Defendants have moved to dismiss. At the heart of this case is a disagreement over whether a company may use the FWW pay model when it factors sales commissions into the regular weekly rate. As will be seen below, the undisputed facts make clear that Defendants correctly employed the FWW approach in calculating Plaintiff's pay rate. As a result, the court will allow Defendants' motion to dismiss.

II. FACTS

Plaintiff is a resident of Palmer, Massachusetts. He managed a GNC store in Massachusetts from September 2010 through January 2013. At all relevant times, he was a non-exempt employee under the FLSA.

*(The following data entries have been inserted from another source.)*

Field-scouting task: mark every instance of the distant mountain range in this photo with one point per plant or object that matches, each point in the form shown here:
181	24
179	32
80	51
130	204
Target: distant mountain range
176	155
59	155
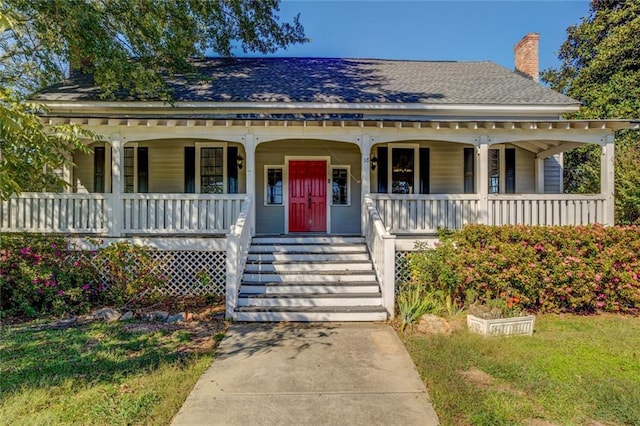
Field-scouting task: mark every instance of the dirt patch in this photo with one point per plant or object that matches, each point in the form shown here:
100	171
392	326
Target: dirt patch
483	380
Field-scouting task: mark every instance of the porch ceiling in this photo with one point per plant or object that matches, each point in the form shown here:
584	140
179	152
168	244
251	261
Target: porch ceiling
350	121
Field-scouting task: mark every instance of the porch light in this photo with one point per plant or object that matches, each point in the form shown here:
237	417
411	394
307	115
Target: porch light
374	162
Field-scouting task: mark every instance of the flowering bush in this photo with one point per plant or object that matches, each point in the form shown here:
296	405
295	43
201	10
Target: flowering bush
42	275
549	269
39	275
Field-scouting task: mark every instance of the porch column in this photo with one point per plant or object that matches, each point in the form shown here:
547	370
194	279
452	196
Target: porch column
365	176
607	179
483	180
116	217
539	175
250	152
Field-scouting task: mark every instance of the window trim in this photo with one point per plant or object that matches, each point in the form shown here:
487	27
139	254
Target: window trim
134	146
348	168
198	174
266	184
416	165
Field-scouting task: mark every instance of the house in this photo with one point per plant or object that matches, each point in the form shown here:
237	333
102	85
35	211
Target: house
296	183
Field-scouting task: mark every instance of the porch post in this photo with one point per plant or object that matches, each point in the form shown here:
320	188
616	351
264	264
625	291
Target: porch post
607	179
539	175
483	180
116	215
250	151
365	175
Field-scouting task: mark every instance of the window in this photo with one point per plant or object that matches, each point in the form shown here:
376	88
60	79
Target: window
273	185
189	170
340	185
129	169
143	170
98	169
502	170
402	170
469	171
211	170
494	171
510	170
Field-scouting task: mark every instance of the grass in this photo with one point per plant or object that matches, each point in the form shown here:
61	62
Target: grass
574	370
95	374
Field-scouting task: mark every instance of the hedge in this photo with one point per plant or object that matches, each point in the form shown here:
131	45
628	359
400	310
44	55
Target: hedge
547	269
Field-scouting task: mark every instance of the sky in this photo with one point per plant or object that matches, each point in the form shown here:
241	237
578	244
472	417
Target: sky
431	30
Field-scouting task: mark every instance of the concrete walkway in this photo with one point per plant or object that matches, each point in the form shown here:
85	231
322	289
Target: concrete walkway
309	374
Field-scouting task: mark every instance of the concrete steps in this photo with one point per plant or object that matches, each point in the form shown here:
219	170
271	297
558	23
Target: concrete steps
309	278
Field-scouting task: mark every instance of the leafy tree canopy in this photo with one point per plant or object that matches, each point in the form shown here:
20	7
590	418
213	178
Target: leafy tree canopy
601	67
125	45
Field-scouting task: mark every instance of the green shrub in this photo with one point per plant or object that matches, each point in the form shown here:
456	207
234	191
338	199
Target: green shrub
549	269
39	275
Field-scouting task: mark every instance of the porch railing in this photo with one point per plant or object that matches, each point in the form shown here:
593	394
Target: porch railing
180	213
124	214
382	247
238	243
546	209
426	213
52	212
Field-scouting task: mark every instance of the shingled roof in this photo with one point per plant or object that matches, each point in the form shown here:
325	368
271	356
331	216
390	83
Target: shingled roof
325	80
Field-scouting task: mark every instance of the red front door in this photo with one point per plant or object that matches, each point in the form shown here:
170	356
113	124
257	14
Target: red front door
307	196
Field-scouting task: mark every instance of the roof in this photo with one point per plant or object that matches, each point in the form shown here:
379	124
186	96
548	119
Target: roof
352	81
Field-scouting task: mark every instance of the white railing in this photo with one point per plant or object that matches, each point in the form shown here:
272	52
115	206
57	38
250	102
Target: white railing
426	213
546	209
179	213
382	247
53	212
238	243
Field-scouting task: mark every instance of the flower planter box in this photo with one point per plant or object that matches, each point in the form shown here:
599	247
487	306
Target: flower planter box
502	326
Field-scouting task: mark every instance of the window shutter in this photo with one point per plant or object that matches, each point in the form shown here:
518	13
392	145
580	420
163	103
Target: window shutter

GNC sells health and wellness products including vitamins, minerals, and supplements through approximately 3,100 company-owned stores throughout the United States. There are around seventy GNC stores in Massachusetts. At these locations, GNC sold products made by GNC as well as products made by third parties.

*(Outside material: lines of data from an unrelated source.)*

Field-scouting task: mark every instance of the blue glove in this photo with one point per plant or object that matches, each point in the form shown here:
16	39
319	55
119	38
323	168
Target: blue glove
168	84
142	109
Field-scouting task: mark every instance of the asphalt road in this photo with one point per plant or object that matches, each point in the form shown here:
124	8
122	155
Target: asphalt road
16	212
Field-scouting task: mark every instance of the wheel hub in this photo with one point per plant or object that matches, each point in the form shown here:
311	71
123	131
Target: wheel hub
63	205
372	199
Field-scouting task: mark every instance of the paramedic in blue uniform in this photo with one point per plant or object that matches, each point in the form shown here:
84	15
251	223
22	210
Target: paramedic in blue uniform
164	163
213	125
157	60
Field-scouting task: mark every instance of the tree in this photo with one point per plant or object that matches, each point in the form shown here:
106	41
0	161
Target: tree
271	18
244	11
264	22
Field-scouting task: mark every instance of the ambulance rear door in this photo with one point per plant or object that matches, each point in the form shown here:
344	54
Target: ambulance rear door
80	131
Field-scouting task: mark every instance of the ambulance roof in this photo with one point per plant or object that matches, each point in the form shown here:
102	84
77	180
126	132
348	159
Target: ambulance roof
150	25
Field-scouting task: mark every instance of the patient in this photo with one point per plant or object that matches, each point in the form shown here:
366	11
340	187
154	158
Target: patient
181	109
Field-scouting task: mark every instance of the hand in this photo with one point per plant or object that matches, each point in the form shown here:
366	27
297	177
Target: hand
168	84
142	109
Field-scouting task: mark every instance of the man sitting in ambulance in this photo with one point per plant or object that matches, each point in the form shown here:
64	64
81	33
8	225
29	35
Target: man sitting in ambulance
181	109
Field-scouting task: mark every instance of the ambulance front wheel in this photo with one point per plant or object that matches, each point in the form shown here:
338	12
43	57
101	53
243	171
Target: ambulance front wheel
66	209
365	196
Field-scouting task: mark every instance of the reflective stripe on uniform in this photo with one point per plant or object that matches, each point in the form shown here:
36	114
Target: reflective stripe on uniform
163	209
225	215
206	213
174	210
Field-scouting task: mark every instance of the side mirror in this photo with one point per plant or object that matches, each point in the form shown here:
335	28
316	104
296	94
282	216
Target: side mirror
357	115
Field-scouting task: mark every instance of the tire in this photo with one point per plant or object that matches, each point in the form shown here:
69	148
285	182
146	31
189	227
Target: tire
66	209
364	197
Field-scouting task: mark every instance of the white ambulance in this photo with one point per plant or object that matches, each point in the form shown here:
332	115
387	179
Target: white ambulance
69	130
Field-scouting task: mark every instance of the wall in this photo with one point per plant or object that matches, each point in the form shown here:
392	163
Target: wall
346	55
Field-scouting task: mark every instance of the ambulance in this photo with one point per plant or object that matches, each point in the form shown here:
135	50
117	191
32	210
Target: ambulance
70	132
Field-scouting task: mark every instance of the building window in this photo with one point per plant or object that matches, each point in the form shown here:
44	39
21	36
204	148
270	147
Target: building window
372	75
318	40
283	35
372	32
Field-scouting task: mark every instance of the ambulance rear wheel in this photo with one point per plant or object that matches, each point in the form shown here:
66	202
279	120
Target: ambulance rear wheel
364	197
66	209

Plaintiff received a guaranteed salary as compensation for each week worked. In addition, GNC paid its store managers commissions, over and above their regular pay, based on a percentage of GNC product sales and on sales of select third-party products. All commissions were computed and paid with the employee base pay on a bi-weekly basis. The commissions were not contingent either on store performance or on numbers of hours worked, but rather were based on the individual employee's successful efforts in selling eligible GNC and third-party products. Inevitably, these commissions would vary from week to week.

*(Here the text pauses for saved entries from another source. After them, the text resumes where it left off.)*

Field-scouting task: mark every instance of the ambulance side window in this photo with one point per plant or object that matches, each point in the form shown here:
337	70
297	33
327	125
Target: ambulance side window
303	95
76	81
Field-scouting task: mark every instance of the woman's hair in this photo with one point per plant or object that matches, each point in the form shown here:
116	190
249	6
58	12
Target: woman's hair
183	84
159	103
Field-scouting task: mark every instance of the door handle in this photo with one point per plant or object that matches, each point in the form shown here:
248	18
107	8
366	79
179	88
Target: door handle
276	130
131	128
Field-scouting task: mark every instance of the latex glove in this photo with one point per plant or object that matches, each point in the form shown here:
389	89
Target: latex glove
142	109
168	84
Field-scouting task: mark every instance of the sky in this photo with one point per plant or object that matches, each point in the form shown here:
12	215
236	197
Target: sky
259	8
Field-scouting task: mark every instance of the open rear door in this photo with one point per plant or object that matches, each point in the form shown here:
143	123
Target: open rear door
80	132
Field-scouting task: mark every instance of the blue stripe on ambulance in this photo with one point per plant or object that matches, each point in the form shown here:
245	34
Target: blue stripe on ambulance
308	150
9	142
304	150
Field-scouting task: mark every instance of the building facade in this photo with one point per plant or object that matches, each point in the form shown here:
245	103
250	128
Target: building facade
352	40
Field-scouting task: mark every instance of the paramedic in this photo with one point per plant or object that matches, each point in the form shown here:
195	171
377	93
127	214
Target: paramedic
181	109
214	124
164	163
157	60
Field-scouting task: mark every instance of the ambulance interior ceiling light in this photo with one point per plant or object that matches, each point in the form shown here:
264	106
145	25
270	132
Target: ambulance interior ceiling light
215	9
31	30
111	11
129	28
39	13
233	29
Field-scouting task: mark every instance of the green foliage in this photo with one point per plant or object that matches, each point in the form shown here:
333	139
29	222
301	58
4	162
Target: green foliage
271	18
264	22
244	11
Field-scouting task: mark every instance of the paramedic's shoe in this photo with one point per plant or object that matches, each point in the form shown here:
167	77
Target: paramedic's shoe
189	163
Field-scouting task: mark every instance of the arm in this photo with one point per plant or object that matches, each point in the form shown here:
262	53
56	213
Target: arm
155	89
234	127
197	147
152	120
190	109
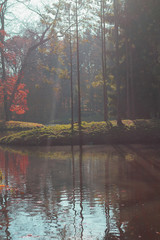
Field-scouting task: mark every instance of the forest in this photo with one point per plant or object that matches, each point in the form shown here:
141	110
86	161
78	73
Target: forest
80	60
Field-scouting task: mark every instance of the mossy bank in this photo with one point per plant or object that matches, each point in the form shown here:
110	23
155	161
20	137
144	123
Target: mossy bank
137	131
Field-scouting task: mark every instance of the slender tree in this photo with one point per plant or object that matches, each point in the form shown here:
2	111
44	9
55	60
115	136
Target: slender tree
78	68
104	73
117	77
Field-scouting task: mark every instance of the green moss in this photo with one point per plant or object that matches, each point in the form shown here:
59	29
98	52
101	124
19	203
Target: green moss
18	125
137	131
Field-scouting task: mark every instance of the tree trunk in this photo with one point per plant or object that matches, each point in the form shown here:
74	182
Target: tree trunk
78	69
119	121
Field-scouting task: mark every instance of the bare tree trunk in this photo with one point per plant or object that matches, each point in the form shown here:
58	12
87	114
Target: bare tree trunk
71	71
119	121
78	69
103	38
6	108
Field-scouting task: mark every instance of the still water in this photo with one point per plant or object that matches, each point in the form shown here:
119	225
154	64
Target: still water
89	192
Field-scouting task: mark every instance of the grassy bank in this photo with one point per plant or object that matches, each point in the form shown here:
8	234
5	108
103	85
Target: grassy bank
18	126
137	131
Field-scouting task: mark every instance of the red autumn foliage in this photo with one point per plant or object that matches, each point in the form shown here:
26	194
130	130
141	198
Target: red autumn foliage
19	104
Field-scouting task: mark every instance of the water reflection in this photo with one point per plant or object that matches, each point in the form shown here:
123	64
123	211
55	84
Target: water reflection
89	192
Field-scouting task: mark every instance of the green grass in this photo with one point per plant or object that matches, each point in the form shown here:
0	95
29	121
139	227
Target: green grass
18	126
138	131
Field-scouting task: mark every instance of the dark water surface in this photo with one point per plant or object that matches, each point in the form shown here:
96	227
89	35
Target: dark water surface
93	192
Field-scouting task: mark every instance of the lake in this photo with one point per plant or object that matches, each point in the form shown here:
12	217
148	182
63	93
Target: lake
89	192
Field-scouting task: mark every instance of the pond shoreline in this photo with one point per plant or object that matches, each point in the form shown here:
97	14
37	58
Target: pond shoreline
137	131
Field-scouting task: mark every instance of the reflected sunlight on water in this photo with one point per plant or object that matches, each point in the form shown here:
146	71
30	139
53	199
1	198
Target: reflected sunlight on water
93	192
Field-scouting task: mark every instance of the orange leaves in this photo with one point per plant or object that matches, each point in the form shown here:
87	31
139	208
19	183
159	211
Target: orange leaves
3	32
19	105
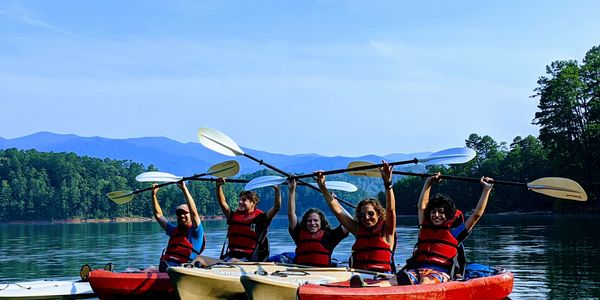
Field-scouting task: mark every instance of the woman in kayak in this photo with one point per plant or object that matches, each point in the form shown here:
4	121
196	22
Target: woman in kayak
247	232
314	238
441	232
186	238
373	226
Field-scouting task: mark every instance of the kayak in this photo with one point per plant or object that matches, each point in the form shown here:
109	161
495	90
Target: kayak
141	285
46	289
490	288
284	284
219	281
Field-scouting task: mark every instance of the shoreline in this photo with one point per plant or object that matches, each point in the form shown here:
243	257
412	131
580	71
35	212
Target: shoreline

Plaintiff occasionally worked more than forty hours per week. When this happened, GNC calculated Plaintiff's overtime wages using the FWW pay model. Under this method, GNC would (1) add together both (a) the guaranteed base portion of the employee's wages for that week and (b) commissions for the workweek; (2) divide the total wages by the number of hours the employee logged for that week; and (3) pay 50% of the resulting per hour rate for any hour worked in excess of forty hours per week. Because the commission figures were included in compiling the regular hourly rate and because commissions were inherently variable, Plaintiff alleges that GNC did not pay him a " fixed amount as straight time pay." 29 C.F.R. § 778.114. As a result, he argues, it was improper for GNC to use the FWW approach in calculating his overtime.

On December 31, 2013, Plaintiff filed this two-count complaint alleging violations of the FLSA, 29 U.S.C. § 207(a), and the Massachusetts Minimum Fair Wage Law, Mass. Gen. Laws ch. 151, § 1A. Plaintiff seeks to bring this complaint individually and as a class representative for a nation-wide and state-wide class. The parties agree that Massachusetts labor law substantively mirrors its federal counterpart.

On January 31, 2014, Defendants moved to dismiss. (Dkt. No. 8.) On March 12, 2013, Plaintiff moved to certify the class. (Dkt. No. 24.) On April 4, 2014, the court allowed Defendants' motion to stay briefing on the class certification motion until it ruled on the motion to dismiss. (Dkt. No. 36.)